Капли падали мне на лицо, затекали в глаза и нос, наполняли рот, а я улыбался, лишь иногда моргая, чтобы стряхнуть воду с ресниц.

— Ты чего, парень? Простудишься, — над моей головой вдруг возник цветастый зонт, а возле моего уха раздался женский голос.

Я медленно опустил голову и посмотрел на нее. Чуть ниже меня ростом с большими янтарными глазами, обрамленными густыми ресницами, с чувственными губами, мягкими, словно бархатные подушечки. У нее такая белая кожа, что кажется будто она светится изнутри. На ней черное свободное пальто, на ее тонких ручках перчатки, на локте болтается маленькая сумочка с золотой застежкой в виде бабочки.

Я улыбнулся ей. Она улыбнулась мне в ответ.

— Идем скорее, а то простудишься, — повторила она, продолжая улыбаться.

Я кивнул и послушно двинулся за ней, пробиваясь сквозь бесконечный людской поток.

Дождь глухо барабанил по куполу ее зонтика, отбивая какой-то диковинный ритм, а я следил голодными глазами за тем, как мерно покачивались при ходьбе складочки ее пальто, и пытался представить, как она будет выглядеть без одежды. Моя фантазия разыгралась настолько, что мой меньший брат стал заметно оттопыривать брюки. Прохожие, шедшие мне навстречу, бросали на меня негодующие, а иногда и завистливые, взгляды.

Наконец, мы выбрались из толпы и медленно зашагали вверх по тихой улице, поросшей каштанами. Теперь мы шли рядом, и я рассматривал ее лицо. Я еще никогда не видел таких красивых женщин! То есть, видел, конечно, но с тех пор, как я пришел сюда, такие красавицы мне не встречались.

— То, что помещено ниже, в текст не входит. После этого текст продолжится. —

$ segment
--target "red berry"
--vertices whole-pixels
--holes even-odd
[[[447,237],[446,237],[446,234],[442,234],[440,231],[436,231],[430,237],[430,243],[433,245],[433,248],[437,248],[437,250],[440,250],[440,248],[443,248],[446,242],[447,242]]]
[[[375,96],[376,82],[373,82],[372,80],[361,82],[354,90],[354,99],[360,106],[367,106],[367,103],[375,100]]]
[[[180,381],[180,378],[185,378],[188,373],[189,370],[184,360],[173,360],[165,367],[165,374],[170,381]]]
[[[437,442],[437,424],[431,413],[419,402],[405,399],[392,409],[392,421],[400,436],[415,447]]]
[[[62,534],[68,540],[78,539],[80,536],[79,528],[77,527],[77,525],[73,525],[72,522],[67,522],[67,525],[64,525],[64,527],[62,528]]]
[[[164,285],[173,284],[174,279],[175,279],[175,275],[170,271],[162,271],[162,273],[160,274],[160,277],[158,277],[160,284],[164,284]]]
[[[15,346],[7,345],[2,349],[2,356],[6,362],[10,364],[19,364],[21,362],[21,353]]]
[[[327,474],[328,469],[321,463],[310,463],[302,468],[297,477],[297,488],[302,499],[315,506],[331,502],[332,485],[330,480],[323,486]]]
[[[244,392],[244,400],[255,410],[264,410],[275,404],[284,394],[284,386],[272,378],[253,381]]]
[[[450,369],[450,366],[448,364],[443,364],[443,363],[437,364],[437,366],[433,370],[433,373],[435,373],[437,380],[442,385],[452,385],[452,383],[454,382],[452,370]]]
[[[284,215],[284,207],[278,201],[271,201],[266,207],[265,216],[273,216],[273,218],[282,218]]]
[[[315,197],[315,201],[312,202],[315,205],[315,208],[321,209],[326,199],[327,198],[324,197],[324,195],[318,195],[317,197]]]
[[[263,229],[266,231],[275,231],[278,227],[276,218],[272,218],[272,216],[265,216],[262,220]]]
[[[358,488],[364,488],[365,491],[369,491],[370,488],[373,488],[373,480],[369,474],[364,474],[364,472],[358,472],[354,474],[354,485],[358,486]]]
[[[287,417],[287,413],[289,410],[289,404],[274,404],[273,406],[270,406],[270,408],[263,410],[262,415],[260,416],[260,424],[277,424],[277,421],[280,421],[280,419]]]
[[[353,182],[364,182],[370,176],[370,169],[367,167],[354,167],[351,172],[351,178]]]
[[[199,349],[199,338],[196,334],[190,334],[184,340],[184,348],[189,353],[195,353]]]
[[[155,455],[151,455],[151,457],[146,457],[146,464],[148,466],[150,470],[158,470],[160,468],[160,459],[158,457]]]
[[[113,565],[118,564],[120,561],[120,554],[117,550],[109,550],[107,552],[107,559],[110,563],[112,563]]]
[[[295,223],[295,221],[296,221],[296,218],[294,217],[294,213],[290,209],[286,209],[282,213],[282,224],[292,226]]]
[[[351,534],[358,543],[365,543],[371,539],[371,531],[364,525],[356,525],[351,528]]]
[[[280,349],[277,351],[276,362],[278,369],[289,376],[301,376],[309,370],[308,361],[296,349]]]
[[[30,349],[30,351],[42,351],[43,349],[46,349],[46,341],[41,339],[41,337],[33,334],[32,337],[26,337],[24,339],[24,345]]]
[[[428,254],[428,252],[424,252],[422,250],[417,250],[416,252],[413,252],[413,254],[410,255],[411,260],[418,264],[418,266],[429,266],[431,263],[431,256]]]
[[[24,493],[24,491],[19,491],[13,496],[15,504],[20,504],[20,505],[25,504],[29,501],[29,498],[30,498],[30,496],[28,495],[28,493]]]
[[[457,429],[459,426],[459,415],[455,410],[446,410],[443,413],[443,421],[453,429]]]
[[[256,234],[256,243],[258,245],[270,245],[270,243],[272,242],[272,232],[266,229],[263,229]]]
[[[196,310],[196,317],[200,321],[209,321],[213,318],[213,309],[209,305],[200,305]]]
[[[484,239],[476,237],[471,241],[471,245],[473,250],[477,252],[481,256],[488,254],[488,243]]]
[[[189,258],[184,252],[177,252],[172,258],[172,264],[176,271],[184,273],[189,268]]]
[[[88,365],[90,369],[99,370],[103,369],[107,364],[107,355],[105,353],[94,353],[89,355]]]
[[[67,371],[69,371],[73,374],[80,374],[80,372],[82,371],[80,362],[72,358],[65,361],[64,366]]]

Вдруг она свернула направо в маленький дворик. Я последовал за ней. Дождь тем временем перестал, и она сложила зонт, изящным жестом повесив его на запястье той же руки, на локте которой она держала сумочку.

Мы вошли в полутемный подъезд, поднялись на второй этаж. Она тихо постучала в дверь условным стуком. Замок щелкнул.

Я не сразу увидел, кто нам открыл, но я услышал ее слова:

— Я привела его.

Я машинально сделал шаг назад, когда дверь широко распахнулась, и на пороге возник Гаэр.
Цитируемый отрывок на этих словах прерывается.